Hier geht es wohl in erster Linie darum, ob das Spiel ein Ende erleben wird. Beide Spieler sind vor dem Turnier leicht angeschlagen und man muss durchaus abwarten, wie sie sich auf dem schnellen Belag bewegen werden.

Tsonga ist bei den French Open wie ein Phönix aus der Asche empor geschossen und spielte sein vielleicht bestes Turnier seit einigen Jahren. Sein Gegner in der ersten Runde heißt Gilles Muller. Der Mann aus Luxemburg spielte bisher eine überragende Grasbelag Saison.
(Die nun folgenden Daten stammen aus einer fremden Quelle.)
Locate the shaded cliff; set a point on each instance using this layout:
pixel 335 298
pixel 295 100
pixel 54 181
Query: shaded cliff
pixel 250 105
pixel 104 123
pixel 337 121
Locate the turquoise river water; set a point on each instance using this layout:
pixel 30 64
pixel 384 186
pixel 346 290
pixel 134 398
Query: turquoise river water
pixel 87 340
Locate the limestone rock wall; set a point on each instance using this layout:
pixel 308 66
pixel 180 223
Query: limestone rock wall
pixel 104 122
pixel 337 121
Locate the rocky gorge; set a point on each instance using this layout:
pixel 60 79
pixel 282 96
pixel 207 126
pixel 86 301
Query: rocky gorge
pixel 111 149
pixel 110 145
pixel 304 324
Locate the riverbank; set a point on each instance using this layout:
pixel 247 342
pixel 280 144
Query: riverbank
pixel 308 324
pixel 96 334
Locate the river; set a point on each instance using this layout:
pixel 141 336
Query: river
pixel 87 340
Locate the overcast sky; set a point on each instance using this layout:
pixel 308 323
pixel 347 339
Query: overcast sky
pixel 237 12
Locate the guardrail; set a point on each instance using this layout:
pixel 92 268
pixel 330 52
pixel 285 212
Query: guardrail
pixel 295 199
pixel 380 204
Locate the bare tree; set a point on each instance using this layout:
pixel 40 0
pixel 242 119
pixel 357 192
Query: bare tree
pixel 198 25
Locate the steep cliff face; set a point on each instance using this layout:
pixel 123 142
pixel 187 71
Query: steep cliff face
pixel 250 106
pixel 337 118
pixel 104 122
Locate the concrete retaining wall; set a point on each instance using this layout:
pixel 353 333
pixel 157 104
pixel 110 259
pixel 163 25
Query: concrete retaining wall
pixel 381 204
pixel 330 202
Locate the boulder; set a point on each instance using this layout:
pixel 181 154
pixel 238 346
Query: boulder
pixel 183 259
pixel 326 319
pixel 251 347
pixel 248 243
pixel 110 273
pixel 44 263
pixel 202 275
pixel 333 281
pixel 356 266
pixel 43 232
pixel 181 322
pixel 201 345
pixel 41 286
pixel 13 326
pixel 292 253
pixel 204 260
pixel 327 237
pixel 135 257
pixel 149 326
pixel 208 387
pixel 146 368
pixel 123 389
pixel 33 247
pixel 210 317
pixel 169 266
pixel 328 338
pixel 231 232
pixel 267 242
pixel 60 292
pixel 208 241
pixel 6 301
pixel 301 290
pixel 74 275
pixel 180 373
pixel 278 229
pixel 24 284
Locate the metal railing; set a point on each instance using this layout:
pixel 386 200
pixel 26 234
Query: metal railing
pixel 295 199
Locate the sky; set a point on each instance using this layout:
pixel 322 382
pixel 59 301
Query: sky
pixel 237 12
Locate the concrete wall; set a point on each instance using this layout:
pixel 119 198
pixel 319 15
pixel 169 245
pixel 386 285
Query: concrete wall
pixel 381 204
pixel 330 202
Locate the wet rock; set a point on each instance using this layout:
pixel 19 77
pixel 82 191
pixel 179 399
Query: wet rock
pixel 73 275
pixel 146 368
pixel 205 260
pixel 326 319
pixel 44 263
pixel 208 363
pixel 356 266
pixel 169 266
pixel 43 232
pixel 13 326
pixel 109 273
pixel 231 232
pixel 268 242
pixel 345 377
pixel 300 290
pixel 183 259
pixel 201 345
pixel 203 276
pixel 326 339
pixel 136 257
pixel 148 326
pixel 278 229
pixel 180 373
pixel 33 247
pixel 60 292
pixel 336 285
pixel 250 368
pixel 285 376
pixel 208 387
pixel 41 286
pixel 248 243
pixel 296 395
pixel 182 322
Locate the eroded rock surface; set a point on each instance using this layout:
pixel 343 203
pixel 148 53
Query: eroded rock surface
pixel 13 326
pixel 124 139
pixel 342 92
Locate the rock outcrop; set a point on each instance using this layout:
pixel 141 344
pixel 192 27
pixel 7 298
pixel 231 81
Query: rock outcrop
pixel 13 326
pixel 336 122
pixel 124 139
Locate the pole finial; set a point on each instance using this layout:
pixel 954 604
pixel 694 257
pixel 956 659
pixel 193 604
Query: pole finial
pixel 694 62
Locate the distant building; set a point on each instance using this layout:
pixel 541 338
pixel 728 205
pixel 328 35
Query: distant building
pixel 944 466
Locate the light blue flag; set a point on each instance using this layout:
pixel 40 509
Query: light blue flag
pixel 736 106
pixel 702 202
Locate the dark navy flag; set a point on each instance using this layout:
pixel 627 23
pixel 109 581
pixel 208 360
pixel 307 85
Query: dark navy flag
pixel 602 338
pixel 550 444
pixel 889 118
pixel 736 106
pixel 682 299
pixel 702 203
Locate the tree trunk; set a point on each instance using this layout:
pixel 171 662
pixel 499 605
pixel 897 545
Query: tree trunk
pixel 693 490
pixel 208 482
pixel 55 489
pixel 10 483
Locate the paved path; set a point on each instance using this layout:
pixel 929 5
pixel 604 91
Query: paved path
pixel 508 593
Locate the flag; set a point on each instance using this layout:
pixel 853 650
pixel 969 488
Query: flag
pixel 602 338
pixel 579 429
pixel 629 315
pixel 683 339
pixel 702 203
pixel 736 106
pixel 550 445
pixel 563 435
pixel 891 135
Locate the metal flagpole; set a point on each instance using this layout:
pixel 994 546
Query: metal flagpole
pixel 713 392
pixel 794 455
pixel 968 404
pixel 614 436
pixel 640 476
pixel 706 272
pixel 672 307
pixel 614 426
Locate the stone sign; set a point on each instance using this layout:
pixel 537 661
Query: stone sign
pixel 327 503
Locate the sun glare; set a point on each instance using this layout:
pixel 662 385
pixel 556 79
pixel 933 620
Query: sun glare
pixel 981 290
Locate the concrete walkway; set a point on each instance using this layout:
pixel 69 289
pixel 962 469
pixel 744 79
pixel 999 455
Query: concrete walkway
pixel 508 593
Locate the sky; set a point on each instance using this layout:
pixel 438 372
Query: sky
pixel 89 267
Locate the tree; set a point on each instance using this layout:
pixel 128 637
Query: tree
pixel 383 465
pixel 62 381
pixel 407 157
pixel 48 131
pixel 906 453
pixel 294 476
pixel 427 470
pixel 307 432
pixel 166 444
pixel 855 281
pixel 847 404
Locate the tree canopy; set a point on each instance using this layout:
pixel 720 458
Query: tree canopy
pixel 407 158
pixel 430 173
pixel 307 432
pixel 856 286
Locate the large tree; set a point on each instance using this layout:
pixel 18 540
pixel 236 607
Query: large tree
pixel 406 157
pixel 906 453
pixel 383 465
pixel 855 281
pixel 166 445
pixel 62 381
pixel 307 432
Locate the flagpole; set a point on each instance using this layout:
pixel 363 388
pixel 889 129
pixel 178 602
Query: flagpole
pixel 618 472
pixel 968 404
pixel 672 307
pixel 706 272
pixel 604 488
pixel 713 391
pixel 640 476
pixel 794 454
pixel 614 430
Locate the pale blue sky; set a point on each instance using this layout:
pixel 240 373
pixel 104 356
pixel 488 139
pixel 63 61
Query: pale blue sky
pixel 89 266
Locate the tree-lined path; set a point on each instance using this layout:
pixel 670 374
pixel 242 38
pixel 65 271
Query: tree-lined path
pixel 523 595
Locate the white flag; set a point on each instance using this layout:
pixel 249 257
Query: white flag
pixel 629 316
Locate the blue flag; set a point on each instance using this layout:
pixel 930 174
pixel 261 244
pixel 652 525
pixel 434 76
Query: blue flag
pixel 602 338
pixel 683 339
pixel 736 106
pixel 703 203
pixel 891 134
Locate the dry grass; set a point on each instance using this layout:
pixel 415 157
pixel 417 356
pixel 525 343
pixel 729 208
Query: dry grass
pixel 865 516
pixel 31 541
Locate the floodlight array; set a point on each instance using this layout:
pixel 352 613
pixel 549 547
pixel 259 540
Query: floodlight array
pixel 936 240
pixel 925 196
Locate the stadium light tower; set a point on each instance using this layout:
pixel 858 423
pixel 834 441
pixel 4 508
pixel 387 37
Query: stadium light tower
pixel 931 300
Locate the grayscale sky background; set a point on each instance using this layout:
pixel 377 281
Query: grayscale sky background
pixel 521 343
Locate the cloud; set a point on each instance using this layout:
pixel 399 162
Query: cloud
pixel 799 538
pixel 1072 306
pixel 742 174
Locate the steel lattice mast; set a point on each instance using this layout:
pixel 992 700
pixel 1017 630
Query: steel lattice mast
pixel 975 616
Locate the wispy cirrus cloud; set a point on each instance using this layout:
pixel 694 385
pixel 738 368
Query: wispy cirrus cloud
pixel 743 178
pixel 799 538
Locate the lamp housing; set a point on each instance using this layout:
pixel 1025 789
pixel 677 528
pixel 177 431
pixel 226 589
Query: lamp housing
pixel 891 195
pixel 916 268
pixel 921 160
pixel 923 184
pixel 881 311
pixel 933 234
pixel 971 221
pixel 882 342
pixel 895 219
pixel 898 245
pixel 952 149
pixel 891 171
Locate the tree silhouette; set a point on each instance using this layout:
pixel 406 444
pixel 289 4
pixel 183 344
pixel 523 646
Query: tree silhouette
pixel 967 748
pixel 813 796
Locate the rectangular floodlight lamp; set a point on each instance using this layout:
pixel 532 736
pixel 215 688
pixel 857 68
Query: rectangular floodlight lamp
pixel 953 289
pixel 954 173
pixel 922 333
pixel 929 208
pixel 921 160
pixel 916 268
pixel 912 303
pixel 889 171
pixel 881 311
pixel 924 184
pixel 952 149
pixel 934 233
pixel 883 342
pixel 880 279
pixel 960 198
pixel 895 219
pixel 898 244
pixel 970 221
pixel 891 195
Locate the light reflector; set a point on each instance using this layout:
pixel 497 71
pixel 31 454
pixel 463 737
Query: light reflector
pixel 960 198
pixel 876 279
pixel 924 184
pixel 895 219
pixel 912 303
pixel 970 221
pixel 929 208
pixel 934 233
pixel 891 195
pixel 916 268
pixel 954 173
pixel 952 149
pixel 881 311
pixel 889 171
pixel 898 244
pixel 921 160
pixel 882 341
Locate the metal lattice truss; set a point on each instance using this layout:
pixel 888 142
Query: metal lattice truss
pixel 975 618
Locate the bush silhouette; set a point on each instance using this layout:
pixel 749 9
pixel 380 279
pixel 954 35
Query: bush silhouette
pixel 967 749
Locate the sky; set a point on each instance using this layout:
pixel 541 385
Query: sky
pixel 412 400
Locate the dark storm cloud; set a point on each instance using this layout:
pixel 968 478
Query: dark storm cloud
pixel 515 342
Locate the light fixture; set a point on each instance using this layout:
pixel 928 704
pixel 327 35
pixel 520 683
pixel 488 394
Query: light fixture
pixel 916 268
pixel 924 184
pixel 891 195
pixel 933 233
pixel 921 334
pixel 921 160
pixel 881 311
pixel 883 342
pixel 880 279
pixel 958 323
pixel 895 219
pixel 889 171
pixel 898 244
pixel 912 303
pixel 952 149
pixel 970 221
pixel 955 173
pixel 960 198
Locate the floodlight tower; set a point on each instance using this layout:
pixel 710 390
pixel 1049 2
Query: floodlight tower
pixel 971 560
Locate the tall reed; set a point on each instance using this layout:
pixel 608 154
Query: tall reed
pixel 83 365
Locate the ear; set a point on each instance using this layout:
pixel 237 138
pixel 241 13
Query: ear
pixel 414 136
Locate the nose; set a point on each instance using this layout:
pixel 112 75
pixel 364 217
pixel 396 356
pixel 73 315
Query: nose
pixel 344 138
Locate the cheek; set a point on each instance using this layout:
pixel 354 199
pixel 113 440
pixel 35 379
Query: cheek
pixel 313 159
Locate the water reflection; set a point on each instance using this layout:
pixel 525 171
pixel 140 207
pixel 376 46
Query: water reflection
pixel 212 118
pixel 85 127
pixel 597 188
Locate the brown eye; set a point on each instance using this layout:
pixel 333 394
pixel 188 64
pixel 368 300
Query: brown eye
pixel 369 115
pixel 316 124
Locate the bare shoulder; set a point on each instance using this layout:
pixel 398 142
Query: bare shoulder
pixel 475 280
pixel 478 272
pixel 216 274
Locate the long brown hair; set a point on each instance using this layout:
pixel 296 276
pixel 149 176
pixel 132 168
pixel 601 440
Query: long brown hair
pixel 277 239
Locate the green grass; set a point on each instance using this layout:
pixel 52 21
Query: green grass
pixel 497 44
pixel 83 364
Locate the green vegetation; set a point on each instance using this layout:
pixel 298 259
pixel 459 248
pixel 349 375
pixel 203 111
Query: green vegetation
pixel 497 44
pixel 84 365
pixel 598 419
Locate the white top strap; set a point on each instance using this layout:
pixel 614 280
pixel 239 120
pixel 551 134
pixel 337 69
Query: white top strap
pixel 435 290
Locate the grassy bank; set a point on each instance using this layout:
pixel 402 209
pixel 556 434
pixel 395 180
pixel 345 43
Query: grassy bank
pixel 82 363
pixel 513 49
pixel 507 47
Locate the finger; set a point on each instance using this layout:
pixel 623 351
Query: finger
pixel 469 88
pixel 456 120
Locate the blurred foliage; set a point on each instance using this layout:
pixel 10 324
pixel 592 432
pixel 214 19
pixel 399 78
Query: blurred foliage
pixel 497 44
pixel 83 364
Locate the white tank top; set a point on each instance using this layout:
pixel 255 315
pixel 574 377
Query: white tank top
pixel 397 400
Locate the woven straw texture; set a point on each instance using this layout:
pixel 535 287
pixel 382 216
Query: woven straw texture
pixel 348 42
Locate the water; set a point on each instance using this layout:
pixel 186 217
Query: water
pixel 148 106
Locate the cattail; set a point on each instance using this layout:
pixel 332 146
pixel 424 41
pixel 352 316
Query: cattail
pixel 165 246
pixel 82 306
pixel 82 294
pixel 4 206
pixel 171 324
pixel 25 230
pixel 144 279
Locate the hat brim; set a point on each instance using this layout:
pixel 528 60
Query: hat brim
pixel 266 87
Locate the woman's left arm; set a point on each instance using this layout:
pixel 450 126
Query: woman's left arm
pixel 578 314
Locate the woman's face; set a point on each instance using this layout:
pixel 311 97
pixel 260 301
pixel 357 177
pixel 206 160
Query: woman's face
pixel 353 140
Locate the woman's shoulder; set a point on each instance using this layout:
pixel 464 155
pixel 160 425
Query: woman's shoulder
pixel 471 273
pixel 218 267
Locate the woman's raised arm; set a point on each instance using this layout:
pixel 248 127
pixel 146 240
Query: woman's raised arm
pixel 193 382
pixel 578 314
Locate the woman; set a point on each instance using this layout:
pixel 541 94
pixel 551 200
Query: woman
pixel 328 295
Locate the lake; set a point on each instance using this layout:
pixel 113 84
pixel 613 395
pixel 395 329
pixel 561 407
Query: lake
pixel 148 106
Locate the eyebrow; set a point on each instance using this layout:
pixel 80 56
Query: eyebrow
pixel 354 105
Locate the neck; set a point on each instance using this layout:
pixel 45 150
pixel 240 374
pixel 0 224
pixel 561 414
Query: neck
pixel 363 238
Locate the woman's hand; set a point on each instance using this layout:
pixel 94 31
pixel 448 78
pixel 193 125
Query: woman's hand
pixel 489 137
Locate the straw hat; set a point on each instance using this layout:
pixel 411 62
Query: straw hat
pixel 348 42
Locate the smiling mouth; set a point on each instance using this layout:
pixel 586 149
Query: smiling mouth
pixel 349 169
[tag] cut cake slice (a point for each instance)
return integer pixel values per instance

Tsonga und Muller standen sich bisher drei Mal gegenüber. Beide konnten je ein Spiel für sich entscheiden und einmal profitierte Muller von der Aufgabe seines Gegners. Viel schwerer hätte die Auslosung aus Sicht von Tsonga nicht lauten können. Wird er dennoch seiner Favoritenrolle gerecht?

Jo-Wilfried Tsonga

Genau wie für Novak Djokovic ist dies auch für Tsonga das erste Turnier seit den French Open. Das liegt bei ihm aber vor allem daran, dass er sich erneut mit kleineren Wehwehchen herumschlagen musste. Wären da nicht seine tollen Vorstellungen in Paris gewesen, könnte man das bisherige Tennisjahr von Tsonga getrost vergessen.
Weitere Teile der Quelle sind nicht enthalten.